Egypt plans to ban any "romantic" songs from playing during daytime and primetime hours on many local television channels, state-run newspaper Al-Ahram reported Thursday. Instead, the government will only allow "patriotic" music and other suitable nationalist tunes that are "worth broadcasting" to be played on the 23 state-owned networks as the country prepares to vote on a constitutional referendum this week.
The move is another example of how the government is tightening its grip on the media in anticipation of the Dec. 15 referendum vote that could result in the passage of a contentious new constitution pushed through the assembly by Islamist supporters of President Mohammed Morsi.
Although "romantic" music will not be banned all together, it has been regulated to the early morning hours after 2 a.m., instead of playing in regular intervals between movies and TV shows.

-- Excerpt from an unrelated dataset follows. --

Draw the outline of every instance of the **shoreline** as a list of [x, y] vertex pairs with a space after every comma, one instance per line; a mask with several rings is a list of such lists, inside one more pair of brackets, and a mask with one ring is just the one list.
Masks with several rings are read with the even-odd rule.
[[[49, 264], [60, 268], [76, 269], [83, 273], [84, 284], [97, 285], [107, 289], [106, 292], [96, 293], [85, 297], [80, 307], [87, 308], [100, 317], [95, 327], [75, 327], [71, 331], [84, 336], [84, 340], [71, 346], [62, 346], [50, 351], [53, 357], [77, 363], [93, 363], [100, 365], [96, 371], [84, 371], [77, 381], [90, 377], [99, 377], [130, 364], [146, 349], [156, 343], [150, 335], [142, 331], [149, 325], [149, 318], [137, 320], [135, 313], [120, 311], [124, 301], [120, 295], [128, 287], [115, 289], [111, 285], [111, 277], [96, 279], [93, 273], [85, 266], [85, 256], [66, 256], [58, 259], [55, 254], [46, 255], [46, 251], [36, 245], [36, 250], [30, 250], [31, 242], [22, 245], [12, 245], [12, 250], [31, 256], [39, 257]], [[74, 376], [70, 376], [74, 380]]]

Other non-patriotic songs will also be excluded from broadcast because of the "sensitiveness of the political situation," the Star writes.
The upcoming vote has sparked a deep divide between Islamists who are expected to vote "yes" and the opposition, made up of secular and left-wing groups.
The Associated Press explains that while Egypt's opposition initially tried to boycott the referendum, the anti-Morsi camp is now urging followers to vote "no" and strike down the constitution drafted by the Islamist-led constituent. Opponents criticize the draft for undermining human rights, allowing religious authorities too much influence over legislation and restricting judicial independence.
Violent protests erupted three weeks ago when Morsi issued a decree that gave him sweeping powers, and "more blood" will likely be shed during the referendum, a leading opposition leader warned Thursday.